To answer some of these questions we need to know the history and take part in healthy discussions. A clear understanding of the festival and facts can make a solid foundation of the decision to celebrate or not.

Christmas
Saturnalia is a pagan celebration to honor the god Saturn, as the name Saturnalia itself indicates.

What were the ways of Celebrations before Christmas?

Before Chistmas was ‘invented’, people all over the world used to celebrate the coming of long days in different ways. For example, people in Norse celebrated the festival Yuletide. People carried the biggest Yule log to their home and set it on fire. It gave warmth in cold days and sparks of fire represented new lives to arrive in spring. Because of daily sacrifices, food was abundant. Festivities went on for days, until the log kept burning, usually 10 to 12 days. Evil spirits stayed outside in dark and cold weather. Sacred Evergreen trees kept inside were worshiped. Evergreen represented the natural symbol of life when everything else was dead or inactive in dark and cold winters.

Mistletoe is a ceremony in which the Mistle tree is cut to make an elixir, which is supposed to increase life and fertility, and works as an aphrodisiac. Mistle is a magical, sacred plant. It grows on oak trees, symbolizes peace, and wards off evil spirits.
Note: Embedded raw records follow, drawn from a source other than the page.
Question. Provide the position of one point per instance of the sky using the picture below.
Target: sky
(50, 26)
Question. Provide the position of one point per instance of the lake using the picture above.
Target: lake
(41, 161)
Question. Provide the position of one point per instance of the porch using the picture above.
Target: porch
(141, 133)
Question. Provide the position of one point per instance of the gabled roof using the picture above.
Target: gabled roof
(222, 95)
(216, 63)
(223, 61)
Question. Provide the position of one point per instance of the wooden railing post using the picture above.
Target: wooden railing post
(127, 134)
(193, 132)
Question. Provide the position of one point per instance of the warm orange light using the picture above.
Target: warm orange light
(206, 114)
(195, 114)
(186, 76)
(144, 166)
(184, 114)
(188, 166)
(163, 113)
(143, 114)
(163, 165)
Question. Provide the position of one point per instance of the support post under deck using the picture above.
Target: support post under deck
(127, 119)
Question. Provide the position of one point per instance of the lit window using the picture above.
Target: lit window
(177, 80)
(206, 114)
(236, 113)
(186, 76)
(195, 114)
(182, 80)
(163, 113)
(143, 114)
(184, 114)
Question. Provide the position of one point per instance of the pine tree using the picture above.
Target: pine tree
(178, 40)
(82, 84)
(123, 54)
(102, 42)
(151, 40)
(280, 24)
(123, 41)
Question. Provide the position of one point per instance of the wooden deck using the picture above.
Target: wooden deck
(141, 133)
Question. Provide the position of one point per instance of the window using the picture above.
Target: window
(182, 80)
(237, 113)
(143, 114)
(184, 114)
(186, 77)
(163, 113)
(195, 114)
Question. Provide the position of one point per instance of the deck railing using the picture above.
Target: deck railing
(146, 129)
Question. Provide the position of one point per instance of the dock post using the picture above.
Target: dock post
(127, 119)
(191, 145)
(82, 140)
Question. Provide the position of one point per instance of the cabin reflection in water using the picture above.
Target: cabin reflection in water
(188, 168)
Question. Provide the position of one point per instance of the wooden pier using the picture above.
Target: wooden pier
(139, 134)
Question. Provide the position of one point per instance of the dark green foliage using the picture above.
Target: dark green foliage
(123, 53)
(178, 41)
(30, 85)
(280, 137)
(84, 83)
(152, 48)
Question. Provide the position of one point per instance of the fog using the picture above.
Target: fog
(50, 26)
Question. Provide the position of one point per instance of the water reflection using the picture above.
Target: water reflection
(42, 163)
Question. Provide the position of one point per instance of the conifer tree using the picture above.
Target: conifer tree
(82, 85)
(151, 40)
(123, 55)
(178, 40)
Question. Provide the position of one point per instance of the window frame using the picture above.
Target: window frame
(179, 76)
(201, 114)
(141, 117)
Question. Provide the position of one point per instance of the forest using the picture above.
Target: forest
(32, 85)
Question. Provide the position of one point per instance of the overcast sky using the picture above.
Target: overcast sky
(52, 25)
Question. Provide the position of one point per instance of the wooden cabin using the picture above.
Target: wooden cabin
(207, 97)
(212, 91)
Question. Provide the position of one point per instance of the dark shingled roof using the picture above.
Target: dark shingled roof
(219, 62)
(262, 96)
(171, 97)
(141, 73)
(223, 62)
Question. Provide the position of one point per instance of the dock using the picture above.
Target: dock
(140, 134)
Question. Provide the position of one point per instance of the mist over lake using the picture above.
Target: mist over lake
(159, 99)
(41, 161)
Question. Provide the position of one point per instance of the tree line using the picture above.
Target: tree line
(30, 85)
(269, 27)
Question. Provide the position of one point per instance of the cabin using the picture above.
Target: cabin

Saturnalia is a pagan celebration to honor the god Saturn, as the name Saturnalia itself indicates. It is a weeklong festival in December when days are very cold, dark, and gloomy. People stay inside and celebrate. They sacrifice many cattle so that they do not have to feed them in winter when it is hard to go out for food. Because of the slaughtering of cattle, there is a lot of meat, so feasting is a major part of the celebration. Holly bushes hung on doors ward off evil spirits. Role reversal occurs. Masters behave like servers; one chosen person from lower status becomes ruler for the duration of the festival. He enjoys all the freedom and good meals and at the end of the celebration, his sacrifice happens. Juvenilia is the same festival for children.

 Saturnalia culminates in Winter Solstice on December 25. It is the birthday of unconquered Sun God Mithra. People honor his strength and power. It represents the end of long, dark nights and beginning of bright days.